Cardinal Napier’s “bottom line” judgment on this session of the synod: it’s been far more pastoral than prophetic. I don’t think he necessarily meant that in a good way.
“When we look at the problems we’ve been studying during these three weeks, there are two possibilities. One is to look at it from the pastoral point of view, when you're trying to reach out to people and minister to them. The other one, which I would say has been de-emphasized during this time, and even during the synod last year, is the prophetic, where like John the Baptist you say: ‘You’ve got to repent, and these are the sins’ and you name them,” the cardinal said.
“This has certainly been a very much more pastoral synod, looking at how can the church be a servant and minister to those people in difficult situations. There’s been a lot of emphasis on using language that doesn’t offend – politically correct language, if you like. I’m not sure that’s the best way to be prophetic. It’s certainly a way of trying to be more pastoral.”
As for the modified synod process, which had come under fire from several conservative bishops, Cardinal Napier said he was satisfied that diverse points of view had been fairly heard. Napier was reportedly one of 13 cardinals who signed a letter to Pope Francis at the start of the synod, questioning whether the new procedures were aimed at reaching foregone conclusions that would weaken church teaching.
But with the synod drawing to a close, Napier told reporters that the new process was “very helpful,” because it gave participants more discussion time in small groups. In general, he said, African bishops are coming out of the synod with a “sense of optimism” and appreciation for “the witness of Pope Francis and the way he is leading the church.”
Like several other bishops at the synod, Napier said there was a deep need for better preparation for marriage among Catholic laity. Having listened to reports, especially in Western countries, about the many marriages ending in divorce, Napier said African bishops “don't want the same thing to happen to us.”
Marriage preparation, however, should not merely be a course that lasts a few weeks or months, but a longer process that looks at how marriage should be discerned as a “vocation,” on a par with the priesthood or religious life, he said.
On the issue of cohabitation, however, Napier argued that more leniency should be granted couples in Africa, for whom, he said, living together before marriage is often more a “step” in the marriage process than a rejection of matrimony or a trial marriage. “Cohabitation in our case is pro-marriage, not against marriage,” he said.
“In regard to the traditional African marriage custom, first of all it’s not a marriage between two individuals but between two families. So there’s a whole process of negotiation,” he said.
When a dowry is established by the bride’s family, the cardinal said, often it may take a young man a very long time, perhaps years, to raise the money to cover it. “In the meantime, the families could agree that at a certain point they would start living together as husband and wife, even though the marriage is not yet concluded,” he said.

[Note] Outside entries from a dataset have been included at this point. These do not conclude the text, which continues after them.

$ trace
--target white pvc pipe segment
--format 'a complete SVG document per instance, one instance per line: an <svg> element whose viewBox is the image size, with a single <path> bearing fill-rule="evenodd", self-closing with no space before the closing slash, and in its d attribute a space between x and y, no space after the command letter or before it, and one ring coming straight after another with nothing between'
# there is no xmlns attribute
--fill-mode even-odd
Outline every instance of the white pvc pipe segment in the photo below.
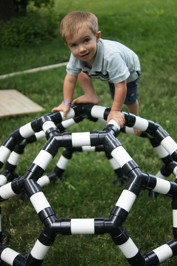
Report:
<svg viewBox="0 0 177 266"><path fill-rule="evenodd" d="M160 158L164 158L169 155L169 153L167 150L162 145L159 145L155 147L155 149Z"/></svg>
<svg viewBox="0 0 177 266"><path fill-rule="evenodd" d="M97 118L104 119L104 113L106 109L106 107L94 105L91 110L91 116Z"/></svg>
<svg viewBox="0 0 177 266"><path fill-rule="evenodd" d="M44 150L41 150L33 163L45 170L52 158L50 153Z"/></svg>
<svg viewBox="0 0 177 266"><path fill-rule="evenodd" d="M11 153L9 149L2 145L0 147L0 161L4 163Z"/></svg>
<svg viewBox="0 0 177 266"><path fill-rule="evenodd" d="M6 184L7 182L7 178L3 175L0 175L0 186Z"/></svg>
<svg viewBox="0 0 177 266"><path fill-rule="evenodd" d="M128 212L136 198L135 194L131 191L124 189L115 205L122 208Z"/></svg>
<svg viewBox="0 0 177 266"><path fill-rule="evenodd" d="M94 234L94 219L71 219L71 233Z"/></svg>
<svg viewBox="0 0 177 266"><path fill-rule="evenodd" d="M1 259L3 261L12 266L14 259L19 255L19 253L10 248L6 248L2 252Z"/></svg>
<svg viewBox="0 0 177 266"><path fill-rule="evenodd" d="M25 138L35 133L31 128L30 122L20 128L19 131L21 135Z"/></svg>
<svg viewBox="0 0 177 266"><path fill-rule="evenodd" d="M30 197L30 200L37 213L43 209L51 206L44 194L41 191L34 194Z"/></svg>
<svg viewBox="0 0 177 266"><path fill-rule="evenodd" d="M164 244L159 247L154 249L153 251L155 253L158 257L159 263L161 263L173 256L173 251L170 247L167 244Z"/></svg>
<svg viewBox="0 0 177 266"><path fill-rule="evenodd" d="M173 225L174 227L177 228L177 210L173 210Z"/></svg>
<svg viewBox="0 0 177 266"><path fill-rule="evenodd" d="M42 244L37 239L31 251L31 254L33 258L37 259L44 259L50 247Z"/></svg>
<svg viewBox="0 0 177 266"><path fill-rule="evenodd" d="M72 147L90 146L90 132L73 133L72 136Z"/></svg>
<svg viewBox="0 0 177 266"><path fill-rule="evenodd" d="M56 128L56 125L52 121L46 121L42 125L42 129L45 133L51 128Z"/></svg>
<svg viewBox="0 0 177 266"><path fill-rule="evenodd" d="M11 164L17 165L22 155L22 154L19 154L14 151L13 151L8 159L8 162Z"/></svg>
<svg viewBox="0 0 177 266"><path fill-rule="evenodd" d="M7 200L17 195L12 189L11 183L11 182L10 182L0 187L0 196L4 200Z"/></svg>
<svg viewBox="0 0 177 266"><path fill-rule="evenodd" d="M153 191L161 194L167 194L170 188L169 181L158 177L156 177L156 185Z"/></svg>
<svg viewBox="0 0 177 266"><path fill-rule="evenodd" d="M138 252L138 249L130 237L125 243L118 247L127 258L134 257Z"/></svg>
<svg viewBox="0 0 177 266"><path fill-rule="evenodd" d="M177 143L170 136L168 136L162 141L161 144L171 155L177 150Z"/></svg>
<svg viewBox="0 0 177 266"><path fill-rule="evenodd" d="M111 155L121 168L132 159L122 146L118 146L113 150Z"/></svg>
<svg viewBox="0 0 177 266"><path fill-rule="evenodd" d="M40 178L39 178L37 181L38 184L40 185L41 187L48 185L50 182L50 180L47 175L43 175Z"/></svg>
<svg viewBox="0 0 177 266"><path fill-rule="evenodd" d="M134 128L141 130L142 131L145 131L148 127L148 120L139 116L136 116L136 121L132 127Z"/></svg>

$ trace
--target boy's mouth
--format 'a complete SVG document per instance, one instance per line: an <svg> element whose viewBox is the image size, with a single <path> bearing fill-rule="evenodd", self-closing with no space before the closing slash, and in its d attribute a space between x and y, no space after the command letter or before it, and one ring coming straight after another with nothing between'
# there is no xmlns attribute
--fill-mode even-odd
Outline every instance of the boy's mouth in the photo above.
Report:
<svg viewBox="0 0 177 266"><path fill-rule="evenodd" d="M89 52L88 53L87 53L87 54L86 54L85 55L81 55L81 57L83 58L86 58L87 57L89 53L90 52Z"/></svg>

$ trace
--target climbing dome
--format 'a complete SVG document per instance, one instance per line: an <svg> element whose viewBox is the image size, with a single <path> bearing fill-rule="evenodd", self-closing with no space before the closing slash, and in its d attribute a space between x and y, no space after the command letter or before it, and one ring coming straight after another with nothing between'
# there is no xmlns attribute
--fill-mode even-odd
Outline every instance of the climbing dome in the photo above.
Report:
<svg viewBox="0 0 177 266"><path fill-rule="evenodd" d="M16 129L3 143L0 147L1 168L7 161L0 175L0 201L24 194L43 225L27 257L3 243L3 230L0 234L0 255L3 263L13 266L41 265L50 247L56 240L57 241L58 234L109 234L130 265L133 266L158 265L177 254L177 144L160 125L131 114L122 112L126 120L123 128L112 120L106 125L110 110L108 107L93 105L73 106L66 119L63 119L62 112L51 112ZM101 131L65 132L66 128L85 119L105 125L104 128ZM141 137L149 140L164 163L157 176L142 172L117 138L121 131L133 134L134 128L142 131ZM39 154L24 175L19 176L15 170L26 145L45 136L46 141ZM53 173L43 175L61 147L65 149ZM115 206L110 210L109 217L59 218L41 188L57 178L62 179L73 153L85 150L104 151L118 179L126 178L127 181ZM165 180L171 174L176 177L174 182ZM173 239L144 255L124 227L142 189L148 190L152 195L161 193L171 197L173 216Z"/></svg>

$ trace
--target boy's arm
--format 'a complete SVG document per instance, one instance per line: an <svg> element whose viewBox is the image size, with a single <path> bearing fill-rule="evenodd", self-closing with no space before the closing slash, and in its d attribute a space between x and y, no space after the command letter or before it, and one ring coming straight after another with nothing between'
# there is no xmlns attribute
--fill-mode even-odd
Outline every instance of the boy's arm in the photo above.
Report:
<svg viewBox="0 0 177 266"><path fill-rule="evenodd" d="M114 84L114 99L110 112L108 116L107 123L113 119L122 127L125 123L125 119L121 111L125 99L126 93L126 82L124 81Z"/></svg>
<svg viewBox="0 0 177 266"><path fill-rule="evenodd" d="M93 103L97 104L99 98L94 87L92 79L82 71L78 76L78 82L83 91L85 94L80 96L72 101L73 104L78 103Z"/></svg>
<svg viewBox="0 0 177 266"><path fill-rule="evenodd" d="M71 76L68 73L66 75L63 84L63 97L64 100L67 102L72 102L77 77L77 76ZM70 108L70 106L62 103L57 107L53 108L52 111L62 111L63 112L64 118L66 118Z"/></svg>

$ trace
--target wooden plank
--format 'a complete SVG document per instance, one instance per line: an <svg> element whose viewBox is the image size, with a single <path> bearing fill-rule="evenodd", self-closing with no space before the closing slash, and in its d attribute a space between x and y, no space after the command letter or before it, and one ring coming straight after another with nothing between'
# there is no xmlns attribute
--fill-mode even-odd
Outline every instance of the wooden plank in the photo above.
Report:
<svg viewBox="0 0 177 266"><path fill-rule="evenodd" d="M0 90L0 118L27 114L44 110L16 90Z"/></svg>

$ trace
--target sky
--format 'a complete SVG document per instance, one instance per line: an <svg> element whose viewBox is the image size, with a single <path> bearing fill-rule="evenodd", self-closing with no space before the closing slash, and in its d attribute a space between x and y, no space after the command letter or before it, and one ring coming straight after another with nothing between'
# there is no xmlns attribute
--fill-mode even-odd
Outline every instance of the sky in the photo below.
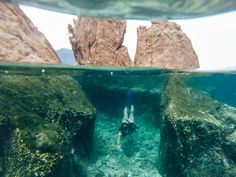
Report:
<svg viewBox="0 0 236 177"><path fill-rule="evenodd" d="M75 16L28 6L20 7L55 50L71 48L67 26L73 23ZM191 39L201 69L236 66L236 12L171 21L178 23ZM123 44L128 47L131 59L134 58L136 51L137 27L150 24L149 21L127 21Z"/></svg>

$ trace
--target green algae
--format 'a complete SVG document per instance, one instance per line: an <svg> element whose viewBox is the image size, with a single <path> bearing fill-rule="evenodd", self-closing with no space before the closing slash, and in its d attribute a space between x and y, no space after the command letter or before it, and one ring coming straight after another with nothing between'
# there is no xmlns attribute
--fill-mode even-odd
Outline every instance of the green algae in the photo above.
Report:
<svg viewBox="0 0 236 177"><path fill-rule="evenodd" d="M68 76L1 75L0 91L2 176L52 177L61 167L67 167L60 169L62 176L72 176L72 138L95 119L78 82Z"/></svg>
<svg viewBox="0 0 236 177"><path fill-rule="evenodd" d="M162 101L162 175L235 176L235 142L229 145L225 139L235 130L236 109L190 88L178 76L167 81Z"/></svg>

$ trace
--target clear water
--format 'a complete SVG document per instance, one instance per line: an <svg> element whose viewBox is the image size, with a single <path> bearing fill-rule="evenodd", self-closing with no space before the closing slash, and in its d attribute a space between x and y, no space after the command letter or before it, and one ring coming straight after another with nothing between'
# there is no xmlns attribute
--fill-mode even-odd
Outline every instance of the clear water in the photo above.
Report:
<svg viewBox="0 0 236 177"><path fill-rule="evenodd" d="M161 103L165 83L172 76L180 77L189 88L201 95L236 107L234 72L197 73L149 68L2 64L0 66L0 175L161 176L159 156L163 128ZM72 79L73 83L68 78ZM73 121L76 116L69 114L68 117L63 117L70 110L81 111L80 109L86 110L86 107L91 106L86 101L82 105L75 106L77 101L80 102L80 98L84 97L81 90L75 90L77 87L74 86L74 81L81 85L86 93L86 99L96 109L94 127L74 127L76 122ZM117 148L117 133L127 103L127 90L133 93L132 104L138 128L132 134L122 137L121 147ZM70 110L64 110L64 107L69 107ZM47 112L52 109L55 111L53 115ZM61 136L65 137L68 145L61 145L62 140L55 135L53 126L57 125L61 130L55 131L62 132ZM47 131L43 132L44 126L49 127L49 130L46 128ZM20 131L26 131L28 134L21 134ZM41 133L35 133L37 131ZM34 136L35 134L37 136ZM53 144L54 142L57 144ZM58 146L58 149L54 146ZM59 148L64 146L67 148L63 150ZM62 162L56 158L57 152L60 152ZM232 150L232 153L235 151ZM44 156L47 160L42 160ZM56 163L51 159L52 156L57 159ZM231 158L231 161L235 164L235 157ZM48 165L50 163L51 166ZM169 166L171 165L173 164L170 163ZM214 166L214 163L208 162L208 165ZM230 166L226 165L225 171L229 168ZM178 172L176 176L179 176L177 174ZM162 176L165 176L165 173L162 173ZM166 176L174 177L168 173Z"/></svg>
<svg viewBox="0 0 236 177"><path fill-rule="evenodd" d="M109 18L192 18L236 9L235 0L13 0L80 16Z"/></svg>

The cardinal said the term “cohabitation” doesn't really fit that African experience. In the West, he said, couples may also live together for economic or other reasons, but it’s not the same. He added that it should be up to African bishops to make sure that “that particular custom does get incorporated into the sacrament of matrimony.”
That, of course, would be a major change. The same issue was discussed at the African synod, held at the Vatican in 1994, and there’s been no significant action on it since. But Napier said he thought that “with Pope Francis’ lead,” African bishops will have a new impetus for studying the issue.
It sounds to me like Cardinal Napier is eager to explore the opening toward more local decision-making that Pope Francis raised during his speech last weekend, when he spoke of a more "synodal" and collegial exercise of authority in the church.
According to the U.S. bishops, almost half the couples who come in for marriage preparation courses in local parishes are cohabitating. The rates of cohabitation across Africa are generally much lower, but studies indicate they are increasing in some countries, both as a prelude to marriage and an alternative to marriage.
Cardinal Napier said a separate and dramatic problem for African families is the high number of single-parent families and “child-headed households,” in families where HIV-AIDS has left both parents dead.